Andrea Cabassi (Giuditta Legge): rivoluzione, semantica e mondi possibili

Più che una recensione è un saggio critico, quello scritto da Andrea Cabassi per Giuditta Legge, che parte da Mio padre la rivoluzione per suggerire spunti, testi, interpretazioni, approfondimenti. È uno scritto di raffinatezza notevole. Di meglio, a una lettura, un libro non potrebbe chiedere:

«In questo romanzo, anche se si parla tantissimo di Lenin, il vero protagonista è Trockij».

«Il suo fantasma aleggia anche nelle pagine in cui non è citato. Perché Trockij rappresenta l’utopia e la distopia. Rappresenta una diversa possibilità della rivoluzione. Un cammino che avrebbe potuto biforcarsi in un altro sentiero. Chissà, forse le cose non sarebbero cambiate molto, ma non lo sappiamo, non abbiamo la controprova. E’ a questa utopia, a questa distopia che dobbiamo aggrapparci  se vogliamo salvare gli ideali per i quali era scoppiata la rivoluzione: un tentativo radicale di riscatto da condizioni economiche terribili che erano ulteriormente peggiorate con la prima guerra mondiale. Un tentativo di portare l’eguaglianza in un mondo che la disconosceva, non la riconosceva. Trockij incarna l’alternativa possibile e mai realizzata. Incarna il sogno».
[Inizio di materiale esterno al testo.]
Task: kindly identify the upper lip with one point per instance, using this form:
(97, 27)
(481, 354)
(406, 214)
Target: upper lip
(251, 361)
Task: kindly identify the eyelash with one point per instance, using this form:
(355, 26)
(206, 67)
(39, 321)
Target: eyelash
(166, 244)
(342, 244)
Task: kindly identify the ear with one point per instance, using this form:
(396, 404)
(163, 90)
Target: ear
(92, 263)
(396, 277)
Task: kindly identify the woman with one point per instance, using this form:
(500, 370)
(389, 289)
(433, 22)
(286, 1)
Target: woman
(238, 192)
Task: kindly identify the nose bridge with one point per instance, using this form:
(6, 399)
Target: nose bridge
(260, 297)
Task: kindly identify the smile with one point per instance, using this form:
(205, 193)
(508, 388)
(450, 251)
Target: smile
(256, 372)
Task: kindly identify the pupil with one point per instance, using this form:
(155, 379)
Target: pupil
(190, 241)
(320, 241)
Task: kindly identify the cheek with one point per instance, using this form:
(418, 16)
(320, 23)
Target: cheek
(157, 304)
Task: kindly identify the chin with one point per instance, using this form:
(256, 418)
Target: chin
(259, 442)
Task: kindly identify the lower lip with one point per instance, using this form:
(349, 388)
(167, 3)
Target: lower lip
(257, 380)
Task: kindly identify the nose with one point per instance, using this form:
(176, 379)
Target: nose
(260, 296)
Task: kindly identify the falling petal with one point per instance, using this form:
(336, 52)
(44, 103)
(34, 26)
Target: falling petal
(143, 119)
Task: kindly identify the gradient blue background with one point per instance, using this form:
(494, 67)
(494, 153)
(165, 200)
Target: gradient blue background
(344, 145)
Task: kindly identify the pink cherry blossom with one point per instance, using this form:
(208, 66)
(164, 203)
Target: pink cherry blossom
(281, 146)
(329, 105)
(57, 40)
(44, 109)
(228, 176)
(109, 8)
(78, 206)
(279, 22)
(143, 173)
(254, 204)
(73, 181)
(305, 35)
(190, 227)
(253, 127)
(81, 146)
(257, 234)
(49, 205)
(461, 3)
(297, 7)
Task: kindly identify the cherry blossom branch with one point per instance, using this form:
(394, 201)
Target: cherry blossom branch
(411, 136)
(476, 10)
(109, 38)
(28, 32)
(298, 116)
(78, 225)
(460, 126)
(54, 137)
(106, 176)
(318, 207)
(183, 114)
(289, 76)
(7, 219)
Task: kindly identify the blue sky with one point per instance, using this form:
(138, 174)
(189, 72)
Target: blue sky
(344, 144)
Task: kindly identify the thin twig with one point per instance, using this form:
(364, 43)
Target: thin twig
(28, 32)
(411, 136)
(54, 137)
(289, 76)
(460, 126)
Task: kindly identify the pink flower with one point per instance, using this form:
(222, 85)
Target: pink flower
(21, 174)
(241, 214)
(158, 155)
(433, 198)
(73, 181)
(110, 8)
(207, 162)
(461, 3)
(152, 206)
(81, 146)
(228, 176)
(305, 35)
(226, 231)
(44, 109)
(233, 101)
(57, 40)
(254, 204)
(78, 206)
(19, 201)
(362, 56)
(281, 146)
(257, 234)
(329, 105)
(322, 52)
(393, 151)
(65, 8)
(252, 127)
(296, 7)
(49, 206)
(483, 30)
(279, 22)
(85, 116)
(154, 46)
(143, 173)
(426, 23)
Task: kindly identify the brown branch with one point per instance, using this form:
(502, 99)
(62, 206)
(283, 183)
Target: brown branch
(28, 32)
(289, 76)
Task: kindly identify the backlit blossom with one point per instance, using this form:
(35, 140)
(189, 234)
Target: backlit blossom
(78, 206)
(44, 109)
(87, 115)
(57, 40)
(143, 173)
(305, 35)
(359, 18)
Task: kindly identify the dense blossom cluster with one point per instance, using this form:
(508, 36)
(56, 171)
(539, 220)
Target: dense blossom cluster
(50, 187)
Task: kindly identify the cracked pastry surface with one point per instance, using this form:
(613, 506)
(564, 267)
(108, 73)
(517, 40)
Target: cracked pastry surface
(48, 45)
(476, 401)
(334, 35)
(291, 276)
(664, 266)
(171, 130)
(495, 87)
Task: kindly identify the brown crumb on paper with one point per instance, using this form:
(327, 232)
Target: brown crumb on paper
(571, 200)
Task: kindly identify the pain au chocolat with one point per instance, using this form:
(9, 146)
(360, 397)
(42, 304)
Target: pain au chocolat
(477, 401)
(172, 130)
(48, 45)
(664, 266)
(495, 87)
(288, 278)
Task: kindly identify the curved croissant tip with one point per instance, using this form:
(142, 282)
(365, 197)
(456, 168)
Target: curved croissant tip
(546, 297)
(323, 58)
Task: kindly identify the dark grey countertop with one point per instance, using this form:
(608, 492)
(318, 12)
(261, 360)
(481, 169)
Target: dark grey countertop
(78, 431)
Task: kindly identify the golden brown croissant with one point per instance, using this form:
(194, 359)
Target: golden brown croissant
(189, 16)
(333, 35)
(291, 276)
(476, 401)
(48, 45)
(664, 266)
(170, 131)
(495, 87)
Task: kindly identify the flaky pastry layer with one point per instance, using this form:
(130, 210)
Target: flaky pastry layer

Il deuteragonista non è Lenin, ma Stalin

«Ma, se Trockij incarna quest’alternativa, questo sogno, allora l’altro protagonista, il deuteragonista non è Lenin, ma Stalin, colui che ha incarnato il terribile reale. Nel libro il confronto tra i due è avvincente, drammatico, tragico. In mezzo a loro Hitler, i cui discorsi si con/fondono con quelli di Stalin. Senza mai che l’autore cada nel luogo comune dell’equiparazione. Orecchio complessifica e rende oltremodo dolorosi gli accostamenti in una continua tensione etica, sempre sottotraccia, velata da una sottile e malinconica ironia. Per questo ancora più intensa».